Escolha, note-se bem, não para um engajamento na causa desse mal menor. Isso
nunca!
Também
o Parlamento britânico tem fundadas dúvidas se foram mesmo as forças de Assad
que determinaram o ataque químico. A ONU ainda não tem as provas — os EUA dizem
que já fizeram a sua própria investigação e concluíram que sim. Já vi “provas
irrefutáveis” sendo desmoralizadas depois. Como esquecer o caso de Richard
Goldstone (leia aqui), que fez um relatório condenando Israel no
caso da incursão em Gaza, admitindo, mais tarde, o erro?
Assad
é carniceiro, mas não é burro. Pode até ser que gente da sua laia tenha feito o
ataque, mas duvido que seja uma tática de guerra — ele sabia que esse era o
limite que poderia efetivamente derrubá-lo.
O
tirano, infelizmente para os sírios e para o Oriente Médio, ainda é o mal menor
no país. Seus adversários armados — e que não vão entregar as armas se ele cair
— são os terroristas da Al Qaeda, são os jihadistas. Se Assad for deposto, as
forças militares regulares vão se decompor. Os alauitas, que estão no comando,
vão dar o fora — ou correm o risco de morrer. Um arsenal químico — que, então,
os EUA e a Europa admitem existir — estará ao alcance dos terroristas.
O
país tem 90% de muçulmanos e 10% de cristãos — quase 2 milhões de pessoas. Mais
de 70% do total são sunitas. Os alauitas, que governam o país (minoria
muçulmana à qual pertence Assad), ficam em torno de 10% também. Os principais
grupos terroristas que atuam hoje no país são sunitas e incitam o ódio contra
as duas outras comunidades. Os cristãos, particularmente, já enfrentam um clima
de terror.
Assim,
a queda de Assad não traz consigo apenas o risco de o país ficar à mercê dos
terroristas — a menos que Obama esteja disposto a ter o seu próprio Iraque; há
também o perigo de uma guerra religiosa. Os cristãos ficarão entre a fuga em
massa e a perseguição implacável dentro do país. Aqui e ali são censurados
porque dariam apoio ao ditador. Não é bem assim: estão entre Assad, que sempre
lhes garantiu a necessária segurança, e o jihadismo, que os quer mortos ou fora
da Síria. Qual seria a sua escolha, leitor?
Isso,
obviamente, não implica que Assad possa sair por aí usando armas químicas e
matando quem lhe der na telha porque, afinal, o terror seria muito pior. Se
usou ou autorizou as tais armas, alguma sanção há de haver. Derrubá-lo, no
entanto, para garantir que seus atuais adversários cheguem ao poder seria uma
prova de estupidez.
Autorização
da ONU para atacar, enquanto China e Rússia não mudarem de ideia, os EUA não
terão. A Grã-Bretanha, por enquanto, ficará fora de uma possível intervenção.

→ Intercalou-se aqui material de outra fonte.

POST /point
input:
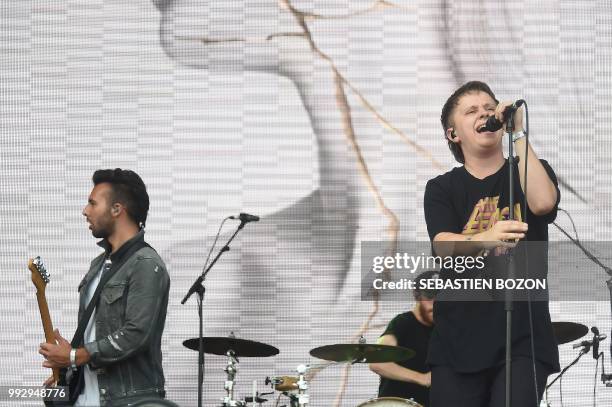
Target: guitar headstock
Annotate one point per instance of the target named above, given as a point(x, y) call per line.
point(40, 275)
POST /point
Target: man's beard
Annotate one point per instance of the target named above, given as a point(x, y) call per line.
point(105, 227)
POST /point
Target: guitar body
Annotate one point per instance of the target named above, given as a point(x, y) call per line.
point(73, 380)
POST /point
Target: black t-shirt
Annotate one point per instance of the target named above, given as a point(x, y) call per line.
point(470, 336)
point(410, 333)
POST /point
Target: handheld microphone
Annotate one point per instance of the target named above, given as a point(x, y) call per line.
point(596, 339)
point(593, 342)
point(246, 218)
point(493, 124)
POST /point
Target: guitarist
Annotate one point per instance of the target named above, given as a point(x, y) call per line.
point(115, 356)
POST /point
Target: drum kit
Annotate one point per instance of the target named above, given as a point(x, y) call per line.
point(295, 388)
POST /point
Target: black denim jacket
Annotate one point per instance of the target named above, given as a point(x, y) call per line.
point(130, 318)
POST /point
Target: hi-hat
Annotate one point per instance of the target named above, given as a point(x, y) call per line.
point(362, 353)
point(568, 331)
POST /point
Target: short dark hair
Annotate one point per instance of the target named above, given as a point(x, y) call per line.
point(449, 107)
point(424, 292)
point(128, 189)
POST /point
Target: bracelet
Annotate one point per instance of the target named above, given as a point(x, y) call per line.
point(518, 135)
point(73, 358)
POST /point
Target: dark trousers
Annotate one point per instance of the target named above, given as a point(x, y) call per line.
point(487, 388)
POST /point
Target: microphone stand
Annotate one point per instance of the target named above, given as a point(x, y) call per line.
point(508, 303)
point(198, 287)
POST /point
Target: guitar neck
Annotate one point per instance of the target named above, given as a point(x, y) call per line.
point(45, 317)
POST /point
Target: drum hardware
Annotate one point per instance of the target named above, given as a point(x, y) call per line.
point(233, 348)
point(390, 402)
point(302, 386)
point(258, 399)
point(231, 369)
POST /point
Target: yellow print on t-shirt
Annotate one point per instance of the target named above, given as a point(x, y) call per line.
point(486, 214)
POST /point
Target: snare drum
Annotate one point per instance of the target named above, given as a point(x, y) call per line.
point(389, 402)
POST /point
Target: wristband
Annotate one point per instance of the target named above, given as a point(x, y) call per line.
point(73, 358)
point(518, 135)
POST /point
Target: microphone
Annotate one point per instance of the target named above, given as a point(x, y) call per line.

Isso é muito menos do que foi concedido à Otan no ataque à Líbia.
Obama,
nesse caso, junta imprudência e hesitação. Por imprudente, seu governo anuncia
ter as provas; hesitante, não quer atacar sozinho — ou fora de um arco mais
amplo. A ação, dizem os EUA, não é para derrubar Assad. Mas, se não é, então
serve a que propósito que não seja a ainda mais sofrimento? A confusão
encontraria uma solução natural se, do outro lado, houvesse ao menos forças
aptas a participar do concerto internacional. Ocorre que estamos falando de
terroristas.
Creio
que a maioria do Parlamento britânico andou operando com os mesmos critérios
que me pautaram até aqui.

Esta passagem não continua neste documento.